This investment trust was launched in 2013 and gives investors an opportunity to tap into the UK and European renewable energy sector – offshore and onshore wind, solar and battery storage. The geographic breakdown is : UK 60%, Sweden 12%, Germany 9%, France 8% and Spain 8%. They aim to generate sustainable returns from a diversified portfolio of renewable energy infrastructure that contribute towards a zero-carbon future.
This week the company released results for the full year to end December 2022 (link via Investegate).
They were the strongest results since launch in 2013 on the back of significantly higher power prices and inflation.
The portfolio generated 5,376 GWh of clean electricity, an increase of 30% on 2021 which is sufficient to power over 1.6m homes and avoid 1.9m tonnes of CO2.
Net assets per share for the period increased by 12% to 134.6p compared to 119.3p a year earlier whilst earning more than doubled from 10p last year to 21.5p in 2022. Factor in dividends and the total return NAV for the year was 18.9%.
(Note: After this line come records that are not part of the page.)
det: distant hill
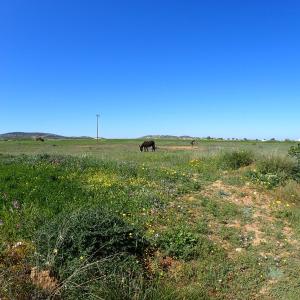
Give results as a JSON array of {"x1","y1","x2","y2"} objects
[
  {"x1": 0, "y1": 132, "x2": 91, "y2": 140},
  {"x1": 141, "y1": 135, "x2": 196, "y2": 139}
]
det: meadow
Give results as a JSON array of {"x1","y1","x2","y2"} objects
[{"x1": 0, "y1": 139, "x2": 300, "y2": 299}]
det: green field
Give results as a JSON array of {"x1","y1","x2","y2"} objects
[{"x1": 0, "y1": 139, "x2": 300, "y2": 300}]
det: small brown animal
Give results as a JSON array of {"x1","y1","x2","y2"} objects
[{"x1": 139, "y1": 141, "x2": 156, "y2": 152}]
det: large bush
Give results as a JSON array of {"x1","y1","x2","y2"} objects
[
  {"x1": 220, "y1": 150, "x2": 254, "y2": 170},
  {"x1": 35, "y1": 208, "x2": 148, "y2": 299}
]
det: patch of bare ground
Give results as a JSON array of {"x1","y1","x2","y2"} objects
[{"x1": 193, "y1": 180, "x2": 300, "y2": 299}]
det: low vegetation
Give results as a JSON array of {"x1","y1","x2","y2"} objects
[{"x1": 0, "y1": 141, "x2": 300, "y2": 299}]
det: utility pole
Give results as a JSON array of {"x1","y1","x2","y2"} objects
[{"x1": 96, "y1": 114, "x2": 100, "y2": 142}]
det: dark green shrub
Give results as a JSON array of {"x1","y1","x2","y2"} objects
[
  {"x1": 247, "y1": 157, "x2": 295, "y2": 189},
  {"x1": 289, "y1": 144, "x2": 300, "y2": 181},
  {"x1": 35, "y1": 208, "x2": 148, "y2": 299},
  {"x1": 220, "y1": 150, "x2": 254, "y2": 170}
]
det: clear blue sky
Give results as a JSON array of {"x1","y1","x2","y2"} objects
[{"x1": 0, "y1": 0, "x2": 300, "y2": 139}]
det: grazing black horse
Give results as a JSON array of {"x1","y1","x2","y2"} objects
[{"x1": 139, "y1": 141, "x2": 156, "y2": 151}]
The board have announced a fourth quarter dividend of 1.71p (payable March) making a total of 6.84p for the year and then a 5% uplift to 7.18p is planned for the coming year giving a fwd yield of 5.5%.
The shares have traditionally traded at a significant premium to net assets in previous years however, as can be seen from the graph, in recent months the premium has now turned to a small discount which suggests the shares could be good value as and when the discount reverts to a premium again.
TRIG 3 Yr Share Price/NAV
(click to enlarge)
Windfall Tax on Renewables
In November the government announced the introduction of the Electricity Generator Levy. This is a 45% tax on revenues above £75/MWh for the 5 year period 2023 to 2028. Obviously much will depend on the direction of future power prices but early indications suggest this will impact TRIG and reduce NAV by an estimated 8.3p per share.
A little more detail from the report:
“The Autumn Statement in November announced the introduction of the Electricity Generator Levy to applicable UK wind and solar assets. This imposes an effective 70% tax on "excess" revenues from the sale of electricity (excluding where these are derived from government support, i.e. ROCs, CfDs and FiTs). Excess revenues are defined as those above £75/MWh. The 70% effective tax comprises a direct 45% levy on revenues above the threshold and 25% corporation tax as the levy is not considered a deductible expense for corporation tax. The levy is expected to be applied for 5 years from 1 January 2023 and the £75 is indexed by CPI, with the first £10m of "excess revenue" provided as an allowance each year (i.e. escapes the levy).
The impact of the EGL is to reduce the uplift in value from increased power price forecasts. The adverse valuation impact of the introduction of the EGL has been £188.1m. It also has the effect of reducing project sensitivity to changes in power prices down to the £75 threshold, as analysed in the key sensitivities section”.
However, the management calculate that over the next 10 years 63% of revenues are linked to inflation via subsidy support mechanisms whilst most of the remaining revenues will be indirectly supported by power prices which should provide a significant hedge against future inflation.
The demand for more renewable electricity both in the UK and Europe will only be moving in one direction as governments come under increasing pressure to decarbonise their economies and meet their carbon emission reduction targets. The energy crisis brought on by Russia’s invasion of Ukraine last February has served to speed up the transition to renewable energy.
Brilliant from Matt...how does he do it?
The UK government have brought forward the date for all new cars to be emission free from 2035 to 2030. In a decade we could see 35 million pure electric cars on our roads and this will require lots of clean energy. In addition, gas which heats 85% of our homes is due to be phased out for all new house build from 2024 so there will be increased demand for alternatives such as electric heat pumps for space heating.
Finally, with higher inflation expected to persist this year and maybe remain at a high level whilst the energy crunch play out, I am hoping my renewable energy infrastructure holdings will provide their traditional hedge against rising inflation whilst the 5% income will offset my higher energy bills.
In more recent times, the performance has improved and no doubt the higher power prices due to the global energy crunch is a significant factor. I decided to top up my portfolio last Autumn and the shares currently make up around 12% of my green portfolio.
As ever, this article is merely a record of my personal investment decisions and should not be regarded as an endorsement or recommendation - always DYOR!
Thank you for this. Interesting to read (in laymans terms) about the impact of the Electricity Generator Levy.ReplyDelete
Interesting to note that Orsted are warning the UK government today that a proposed £8bn project Hornsea 3 could be shelved unless they are offered similar tax breaks on investment as those enjoyed by the oil and gas industry. Let's see a level playing field here otherwise we risk falling behind the US and EU on future clean energy investment.